Model answer. (Candidate-specific.) Look for: - Recognition of a real problem. - Clear technical reasoning. - Effective communication with stakeholders. - Measurable impact.


Q37. How would you teach context.WithoutCancel to a junior engineer?

Model answer. Start with a concrete bug: an audit row that disappears when the client disconnects fast. Show the code, show the symptom, show the fix. Then explain the semantics. Then practice with three more examples.

Avoid leading with the theory. Lead with the problem.


Q38. What would you do if your team had no WithoutCancel usage at all in a busy service?

Model answer. Investigate why. Common reasons: - The service is synchronous; everything blocks the caller. - The team has not encountered the specific bug yet. - The team uses durable queues for everything.

If the service has invisible side-effects that the user does not wait for, those are candidates for detaching. Audit one, demonstrate the bug, propose the fix.
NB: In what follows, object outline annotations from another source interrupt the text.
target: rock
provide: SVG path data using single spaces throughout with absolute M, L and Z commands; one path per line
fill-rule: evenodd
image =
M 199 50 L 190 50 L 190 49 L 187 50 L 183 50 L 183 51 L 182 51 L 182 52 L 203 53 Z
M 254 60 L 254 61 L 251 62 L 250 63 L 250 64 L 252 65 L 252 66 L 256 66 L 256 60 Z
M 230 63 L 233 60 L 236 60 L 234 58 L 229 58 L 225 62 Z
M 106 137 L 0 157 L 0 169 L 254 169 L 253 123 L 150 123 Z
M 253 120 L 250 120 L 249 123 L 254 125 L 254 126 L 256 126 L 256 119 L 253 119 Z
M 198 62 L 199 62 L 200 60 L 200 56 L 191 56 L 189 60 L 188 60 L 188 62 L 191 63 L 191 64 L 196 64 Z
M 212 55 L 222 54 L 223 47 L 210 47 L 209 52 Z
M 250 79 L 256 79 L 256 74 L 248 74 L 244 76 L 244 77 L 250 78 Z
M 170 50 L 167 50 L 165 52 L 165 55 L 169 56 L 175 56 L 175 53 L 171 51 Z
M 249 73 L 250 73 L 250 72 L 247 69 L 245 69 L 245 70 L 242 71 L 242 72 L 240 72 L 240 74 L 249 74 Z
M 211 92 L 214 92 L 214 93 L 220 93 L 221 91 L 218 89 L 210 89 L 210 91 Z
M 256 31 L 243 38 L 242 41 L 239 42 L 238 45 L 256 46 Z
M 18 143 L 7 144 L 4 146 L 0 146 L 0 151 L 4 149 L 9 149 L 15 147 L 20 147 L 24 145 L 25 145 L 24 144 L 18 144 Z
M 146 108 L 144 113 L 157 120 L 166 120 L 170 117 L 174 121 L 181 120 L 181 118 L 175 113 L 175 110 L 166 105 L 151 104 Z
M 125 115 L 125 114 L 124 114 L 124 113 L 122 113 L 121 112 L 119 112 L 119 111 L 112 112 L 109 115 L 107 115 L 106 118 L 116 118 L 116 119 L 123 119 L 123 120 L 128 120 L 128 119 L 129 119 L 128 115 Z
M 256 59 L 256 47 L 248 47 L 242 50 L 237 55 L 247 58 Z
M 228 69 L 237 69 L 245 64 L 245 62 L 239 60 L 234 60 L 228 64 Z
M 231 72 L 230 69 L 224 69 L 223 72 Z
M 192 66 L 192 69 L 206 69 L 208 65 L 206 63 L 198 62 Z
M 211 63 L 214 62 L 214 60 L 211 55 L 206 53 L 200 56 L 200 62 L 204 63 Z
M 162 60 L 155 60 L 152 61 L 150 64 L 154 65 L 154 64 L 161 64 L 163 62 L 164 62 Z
If the team genuinely does not need it, that is also fine. Not every service has the right shape for detached work.


Behavioural Probes

For senior+ candidates, ask:

  • "How would you convince a sceptical colleague that detached cleanup needs WithoutCancel?"
  • "What is the difference between 'best-effort' and 'fire-and-forget'?"
  • "When have you decided not to use partial cancellation?"
  • "What is the boundary between detached pool and durable queue, in your experience?"

These probe judgement, not knowledge.


Final Notes

A candidate who can answer 25/38 well is strong. 30/38 indicates depth. 35+ indicates mastery.

Adjust expectations to the role. A junior position requires the junior questions. A staff position requires the staff questions.

Look for clarity, structure, and curiosity. Not perfection.